OK, the ball’s in your court, University of Hawaii Board of Regents.
The state taxpayers want to know how a guy can be on the chopping block, yet be doing a great job, according to his boss. We want to know how he can then be reassigned to a new job at around the same six-figure rate of pay.
And we want to know what you will do about it all, if anything. What’s going to happen in the wake of the failed Stevie Wonder concert, the missing $200,000 and the ensuing fallout?
Your agenda for your meeting today lists the topic of the paid leave and then reassignment of athletic director Jim Donovan and arena manager Rich Sheriff’s leave.
To be discussed in private, of course. Executive session. Personnel matter.
University president M.R.C. Greenwood says she will be available after the meeting to “answer questions and respond to concerns” after she presents the findings of UH’s investigation generated by the lost funds and bizarre personnel move. (By the way, doesn’t this job have to be posted?)

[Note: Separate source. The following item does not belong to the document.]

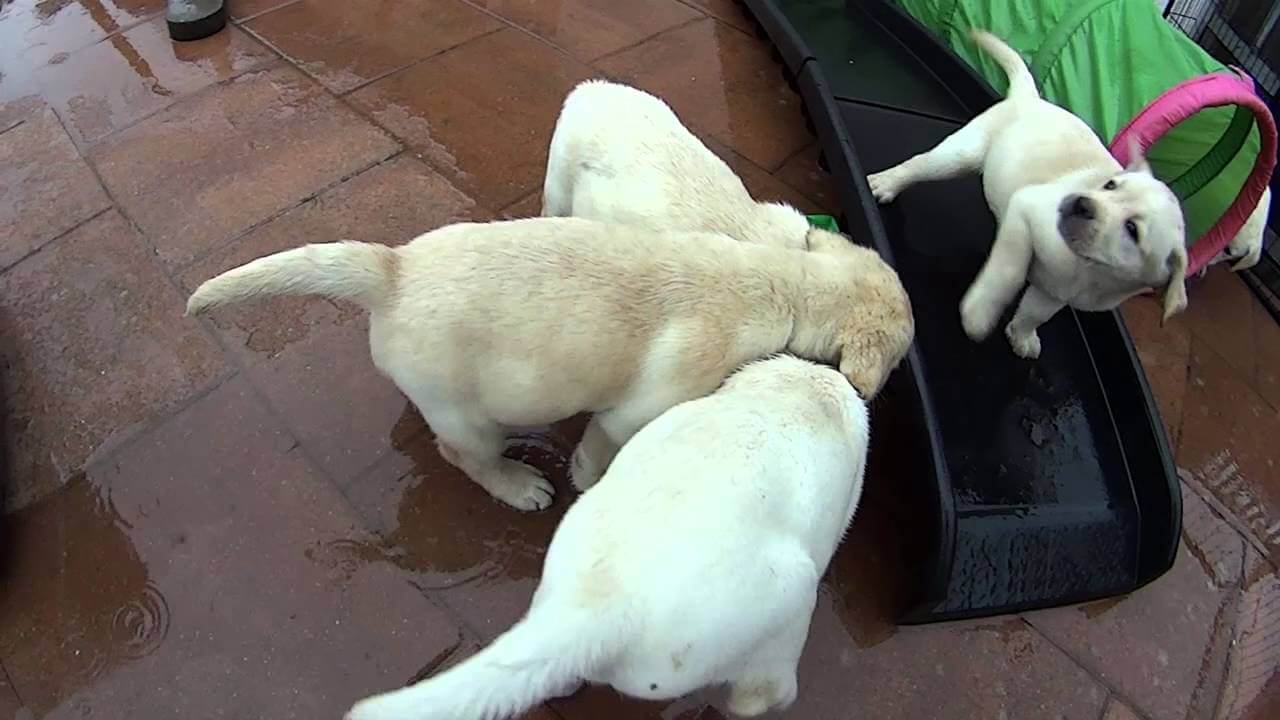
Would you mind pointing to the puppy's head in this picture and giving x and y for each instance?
(880, 329)
(1132, 227)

I bet a lot of questions will continue to go unanswered as they are deemed “personnel issues.”
Some of the regents will talk, maybe. But real action and accountability for the lost money? It might be too late.

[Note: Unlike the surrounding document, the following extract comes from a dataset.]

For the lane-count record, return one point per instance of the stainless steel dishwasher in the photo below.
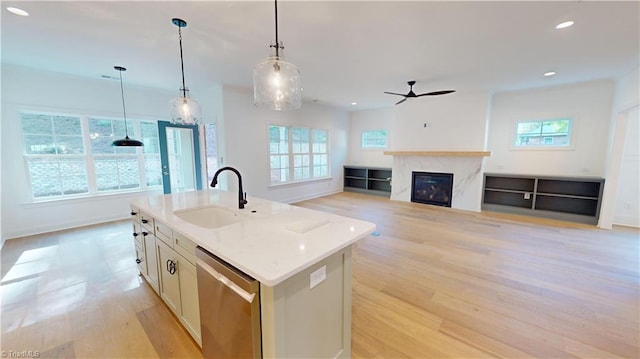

We understand that the legal and finance departments share in the responsibility. Apparently it takes a village to lose $200,000. But no one wants to admit to being the only village idiot.

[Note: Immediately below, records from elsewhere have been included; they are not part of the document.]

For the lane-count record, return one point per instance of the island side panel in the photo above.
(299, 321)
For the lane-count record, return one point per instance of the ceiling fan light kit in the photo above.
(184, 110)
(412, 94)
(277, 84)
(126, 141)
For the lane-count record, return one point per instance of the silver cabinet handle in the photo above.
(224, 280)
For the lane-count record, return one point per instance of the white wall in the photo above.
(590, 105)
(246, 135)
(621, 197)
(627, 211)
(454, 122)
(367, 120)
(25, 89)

SOME ARE hopeful that the Board of Regents is above the mess and can get to the bottom of it.
Some impassioned public testimony will demand it.
“This is a chance for the Board of Regents to show what it’s made of,” a person with experience on upper and lower campus told me.
Some folks are cynical, believing the board had to be in on a deal exonerating Donovan and giving him a sweet landing spot.
Some think Donovan — who is expected to receive plenty of support today in public testimony — might be returned to the AD job.
If you’re looking for someone to get fired today, you’re probably going to be disappointed. If you’re hoping Donovan gets reinstated, well, that just doesn’t seem practical; it would also represent a complete no confidence vote in the president and chancellor — not that confidence is deserved.
AND THERE’S Tuesday’s letter from Greenwood to the “University ‘Ohana,” where the president says it’s “almost coincidental” (whatever that means) that the Stevie Wonder concert disaster and a change at the top of the athletic department are concurrent.
So are we being asked to believe that Donovan’s reassignment was the plan all along? That’s pretty tough to swallow.
Which is true? That Donovan did the “fantastic” job as AD that chancellor Tom Apple described last week, or that UH decided “it was time to search for a new athletic director,” as Greenwood’s letter said?
Like just about everything else in this mess, it doesn’t add up.
The public might not get the answers or action it wants today. But at least there’s the opportunity to be heard. The ball’s in our court, too. Hale Akoakoa 101, 103, Windward Community College, 45-720 Keaahala Road, 9 a.m.